Written By Carol Small, Middlesex Centre Archives
It is December already! Time to turn our thoughts to Christmas preparations. The coming days will be filled with finding just the right gift for everyone and decorating the house. In some homes, baking all sorts of goodies, a tradition from the past, may still be a part of the preparations. Items such Christmas cakes, Christmas puddings, squares, cookies, candy – all very rich and decadent!
Christmas cake is usually the first item to be made. In late October or early November, the many ingredients are assembled. In early days, the items were often prepared from the garden or orchard. Candied cherries, various fruits and peels along with dried currants and nuts were accompanied with purchased raisins and dates and spices. Christmas cake requires a low, constant baking temperature for a long period of time. In today’s kitchen a gas or electric stove provides that constant even heat for as long as needed. In the past, a wood stove’s fire box supplied the heat. To keep that constant, even heat was a challenge. The kitchen stove served multi-purposes, with meals being cooked on it and providing heat for the house too. But baking a Christmas cake took precedence because of the time and expense involved. Once baked, the cakes were stored in sealed containers to moisten, with maybe a little help from brandy.

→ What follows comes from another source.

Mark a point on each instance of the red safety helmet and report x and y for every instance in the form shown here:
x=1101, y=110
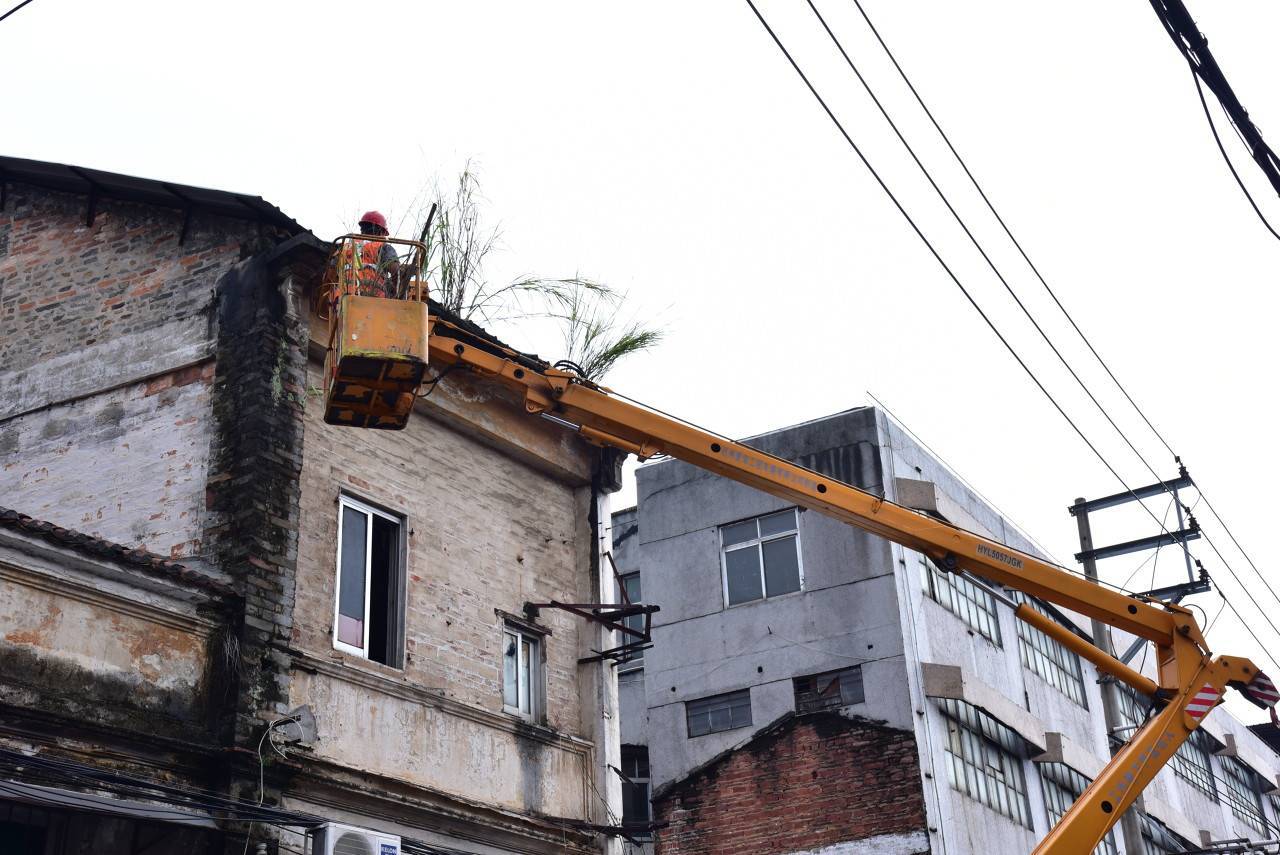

Christmas puddings were often plum or carrot and made with suet. After all ingredients were assembled, the pudding had to be steamed on that same wood stove some time before the “Big Day”. Served with a rich sauce after a sumptuous roast turkey or goose at Christmas dinner, no one complained about being hungry.
Christmas cookies and squares were always a great gift or a treat to take to a gathering of any kind. Often the varieties were made only once a year at Christmas. The richer, the better! Shortbread remains a favourite. Sugar cookies, date squares, dried fruit squares and chocolate in anything are just a few to mention. Egg nog was a must at gatherings! It may have had brandy or rum added. No wonder people made New Years’ resolutions to diet in January.
Fudge was often a favourite Christmas treat. White, chocolate or Divinity fudge all required stove heat and lots of beating. While that seems easy in today’s kitchen with microwave ovens and electric beaters, it was not so in past days. To heat sugars and syrups hot enough on that wood stove was tricky. Many an attempt was burned beyond use. Using hand beaters to try to get the fudge to stiffen was often another failure.
Of course, the biggest issue with keeping Christmas baking on hand for guests is finding enough hiding places to keep it safe from the “sweet” detectives in the house.
If you have memories of favourite Christmas treats and cannot find a recipe, come and browse MCA’s collection of local cookbooks. Churches and organisations gathered favourite recipes from members and published them in cookbooks. Chances are you will find a favourite recipe that you can share with your family and create some new memories and traditions. You might even find recipes for Idiot’s Delight, Whackey Cake and others with very different titles.